Je décide rapidement d'aller explorer un peu plus loin. Je longe la côte, admire les arcs rocheux qui jalonnent par endroit l'étendue infinie de sable, jusqu'à trouver quelques rochers sortant de l'eau, suffisamment éloignés de l'endroit où l'océan et la terre se divisent pour ne pas risquer de m'y retrouvée bloquée. Je me perche sur l'un d'eux, grimpant à l'aide de mes bras sur la roche rendue humide par les assauts des vagues. De là où je suis, j'aperçois un crabe ramper sur le sable avant qu'il ne disparaisse dans l'eau où il va probablement s'enterrer.

 

Je me sens si bien ici, le son des vagues emplissant mon cœur d'une tendresse étrange. Elles sont pour moi la liaison parfaite entre les deux mondes. Elles sont faites d'eau mais ne peuvent exister sans l'air, ni la terre sur laquelle elles viennent s'éteindre. Leurs roulis incessant me fascine et je reste là à me laisser bercer par elles, le regard perdu loin dans les terres que j'essaie d'imaginer. Je me demande à quoi ressemblent les champs, les maisons, les gens qui peuplent ces endroits si loin de moi.

 

Je suis ramenée à la réalité par un bruit étrange, un crissement désagréable. Je tourne aussitôt la tête vers l'endroit d'où il provient pour apercevoir un homme qui avance vers moi.
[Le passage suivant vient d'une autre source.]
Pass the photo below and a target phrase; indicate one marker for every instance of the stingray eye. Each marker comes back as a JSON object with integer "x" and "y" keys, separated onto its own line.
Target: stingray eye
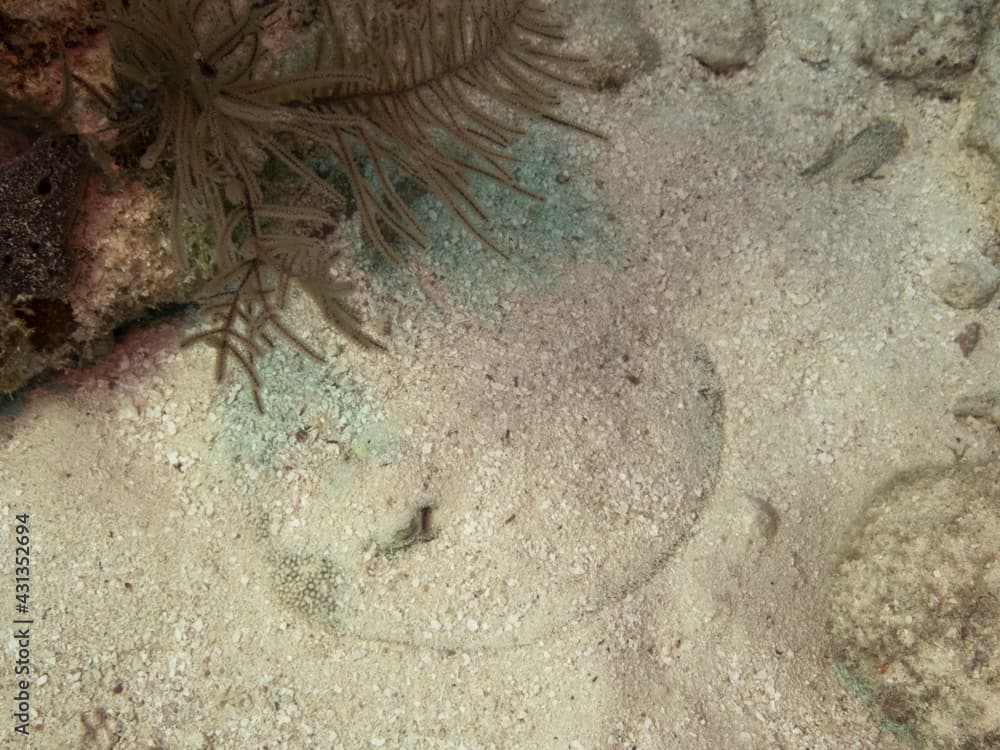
{"x": 204, "y": 67}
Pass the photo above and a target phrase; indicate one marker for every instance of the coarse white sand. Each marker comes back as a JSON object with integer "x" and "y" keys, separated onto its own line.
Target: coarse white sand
{"x": 591, "y": 495}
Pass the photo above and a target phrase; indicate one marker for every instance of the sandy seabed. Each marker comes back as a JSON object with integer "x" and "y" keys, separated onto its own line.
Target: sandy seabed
{"x": 593, "y": 494}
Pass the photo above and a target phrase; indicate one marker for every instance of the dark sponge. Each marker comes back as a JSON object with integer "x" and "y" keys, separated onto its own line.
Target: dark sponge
{"x": 40, "y": 192}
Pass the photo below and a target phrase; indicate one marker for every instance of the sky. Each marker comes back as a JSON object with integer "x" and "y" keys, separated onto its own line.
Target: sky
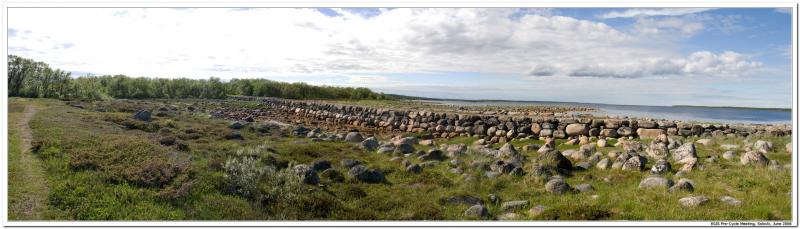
{"x": 637, "y": 56}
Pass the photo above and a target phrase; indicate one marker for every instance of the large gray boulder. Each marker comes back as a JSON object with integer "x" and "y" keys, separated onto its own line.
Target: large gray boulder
{"x": 577, "y": 130}
{"x": 635, "y": 162}
{"x": 514, "y": 205}
{"x": 456, "y": 150}
{"x": 142, "y": 115}
{"x": 354, "y": 137}
{"x": 655, "y": 182}
{"x": 762, "y": 146}
{"x": 693, "y": 201}
{"x": 361, "y": 173}
{"x": 307, "y": 174}
{"x": 508, "y": 151}
{"x": 369, "y": 144}
{"x": 754, "y": 158}
{"x": 477, "y": 211}
{"x": 683, "y": 185}
{"x": 661, "y": 167}
{"x": 657, "y": 150}
{"x": 683, "y": 152}
{"x": 557, "y": 186}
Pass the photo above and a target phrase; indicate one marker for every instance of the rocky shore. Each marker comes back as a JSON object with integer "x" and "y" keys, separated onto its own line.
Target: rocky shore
{"x": 493, "y": 128}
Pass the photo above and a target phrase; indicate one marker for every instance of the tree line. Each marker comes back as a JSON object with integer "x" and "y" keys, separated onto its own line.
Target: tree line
{"x": 30, "y": 78}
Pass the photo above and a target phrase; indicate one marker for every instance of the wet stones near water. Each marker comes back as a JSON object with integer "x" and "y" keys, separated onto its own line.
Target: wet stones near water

Il est déjà incroyablement près, sur le sable humide où l'eau vient mouiller le bout de ce qu'il porte sur ses pieds. Je me fige en le dévisageant, incapable de réaliser qu'il est réellement là, à quelques mètres de mon rocher. L'homme me semble très grand, ses cheveux voltigent autour de sa tête, malmenés par les bourrasques du vent marin qui souffle autour de nous. Il porte un vêtement blanc qui lui arrive jusqu'à la taille, puis un autre brun, presque noir, qui arrive jusqu'à la moitié de ses jambes… ses jambes. Mon regard ne peut s'empêcher d'aller sur elles. C'est donc ainsi qu'ils sont, comme sur les dessins que j'ai maintes fois observés.

 

Le choc passé, je relève les yeux sur lui. Il est immobile sur cette étendue de sable, mais je sais qu'il me fixe. Reprenant soudain le sens des réalités, je me jette dans l'eau et nage le plus loin possible de cette plage.